D. – I nodi che restano da sciogliere sono le sanzioni Onu, la fine dell’embargo e l’accesso degli ispettori internazionali ai siti iraniani…

R. – Sono sicuramente i punti più dolenti. Per quanto riguarda le sanzioni si starebbe discutendo sulla tempistica. Da parte iraniana si vorrebbe un sollevamento immediato di tutte le sanzioni attualmente applicate al governo di Teheran, appunto per cercare di avere un respiro di sollievo da quella che è un’economia fortemente in crisi, e quindi cercare da parte del governo iraniano di avere una sorta di successo politico interno da poter dimostrare ai propri cittadini. D’altra parte, invece, la comunità internazionale, soprattutto i Paesi europei e gli Stati Uniti spingono per avere un sollevamento delle sanzioni graduale e diluito nel tempo, soprattutto vincolato poi all’effettiva constatazione di un rispetto da parte dell’Iran del ridimensionamento del proprio programma nucleare.

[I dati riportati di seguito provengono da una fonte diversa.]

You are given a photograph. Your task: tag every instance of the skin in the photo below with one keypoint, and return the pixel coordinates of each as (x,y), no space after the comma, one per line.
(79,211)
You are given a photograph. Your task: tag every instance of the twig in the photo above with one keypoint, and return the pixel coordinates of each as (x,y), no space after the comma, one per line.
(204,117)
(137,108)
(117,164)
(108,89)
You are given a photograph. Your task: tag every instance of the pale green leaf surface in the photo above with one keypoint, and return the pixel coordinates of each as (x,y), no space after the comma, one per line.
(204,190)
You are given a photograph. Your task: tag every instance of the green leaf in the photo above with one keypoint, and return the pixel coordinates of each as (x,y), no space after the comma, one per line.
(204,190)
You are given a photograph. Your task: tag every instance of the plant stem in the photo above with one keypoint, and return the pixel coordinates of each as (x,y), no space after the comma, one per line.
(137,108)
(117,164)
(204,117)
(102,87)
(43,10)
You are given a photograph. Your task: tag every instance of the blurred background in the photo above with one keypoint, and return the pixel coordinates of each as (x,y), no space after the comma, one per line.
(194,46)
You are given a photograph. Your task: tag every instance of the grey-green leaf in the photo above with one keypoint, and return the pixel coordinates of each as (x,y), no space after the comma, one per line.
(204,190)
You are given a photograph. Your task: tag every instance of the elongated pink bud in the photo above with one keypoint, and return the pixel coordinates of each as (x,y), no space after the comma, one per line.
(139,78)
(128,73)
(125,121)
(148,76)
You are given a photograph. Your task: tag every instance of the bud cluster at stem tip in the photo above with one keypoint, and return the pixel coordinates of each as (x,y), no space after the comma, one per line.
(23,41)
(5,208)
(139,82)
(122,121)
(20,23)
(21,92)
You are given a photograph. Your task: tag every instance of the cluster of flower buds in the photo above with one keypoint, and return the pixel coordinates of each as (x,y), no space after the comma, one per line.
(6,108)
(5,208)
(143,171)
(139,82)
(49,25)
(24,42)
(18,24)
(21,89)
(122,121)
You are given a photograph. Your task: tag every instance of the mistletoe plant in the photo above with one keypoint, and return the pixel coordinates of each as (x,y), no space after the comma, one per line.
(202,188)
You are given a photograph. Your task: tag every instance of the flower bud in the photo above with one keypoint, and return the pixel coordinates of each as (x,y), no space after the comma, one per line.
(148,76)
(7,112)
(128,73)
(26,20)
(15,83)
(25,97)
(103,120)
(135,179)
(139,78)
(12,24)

L’altro grande punto dolente è l’accesso degli ispettori internazionali non solo ai siti nucleari ma - secondo poi quanto stabilito anche dal protocollo addizionale del Trattato di non proliferazione e che l’Iran con questo accordo dovrebbe impegnarsi a rispettare - gli ispettori internazionali dovrebbero avere possibilità di accesso anche a tutti quei siti collegati con il programma nucleare. Questo è un punto dolente perché c’è questo sospetto da parte della comunità internazionale che Teheran abbia portato avanti un programma nucleare di tipo militare all’interno di alcune basi sensibili, non solo per gli interessi nazionali iraniani ma soprattutto per l’establishment militare che si sta opponendo fortemente a questa possibilità. In realtà, il terzo punto dolente, quindi la sollevazione dell’embargo, è un punto che è sorto solo nelle ultime settimane e potrebbe essere una sorta di carta giocata all’ultimo momento per cercare da una parte e dall’altra di riuscire a trovare una soluzione più concordata anche sugli altri due punti.

D. – Una volta firmata l’intesa, il presidente Obama passerebbe alla storia come colui che è riuscito a risolvere la questione iraniana, ma non avrebbe comunque vita facile all’interno di un Congresso che appare molto diviso…

R. – La "partita iraniana" rappresenta una scommessa soprattutto per l’amministrazione Obama, più che per gli Stati Uniti; un’amministrazione Obama che dal punto di vista di politica estera è stata più volte criticata per scelte non sempre oculate, soprattutto per quel che riguarda lo scacchiere mediorientale. Riuscire a portare a termine l’accordo storico di possibile riavvicinamento con un Paese tanto strategico per il Medio Oriente quanto l’Iran, sicuramente rappresenterebbe un forte lascito politico per l’attuale presidente.

D. – Dall’altro lato c’è poi Israele. Netanyahu ha detto che questo accordo mette in pericolo la stessa pace mondiale…

R. - Sarà un processo delicato che dovrà vedere il coinvolgimento di tutti gli attori regionali. Il primo ministro israeliano si è sempre espresso in modo molto chiaro e critico nei confronti del dialogo sul nucleare. È anche vero però che al momento i rapporti tra il presidente Obama e il primo ministro Netanyahu sono veramente ai ferri corti. Soprattutto bisognerebbe poi capire se questa posizione così fortemente contraria a una possibile riapertura di Teheran sia una posizione del primo ministro Netanyahu o sia invece condivisa poi anche da altre anime all’interno del governo israeliano.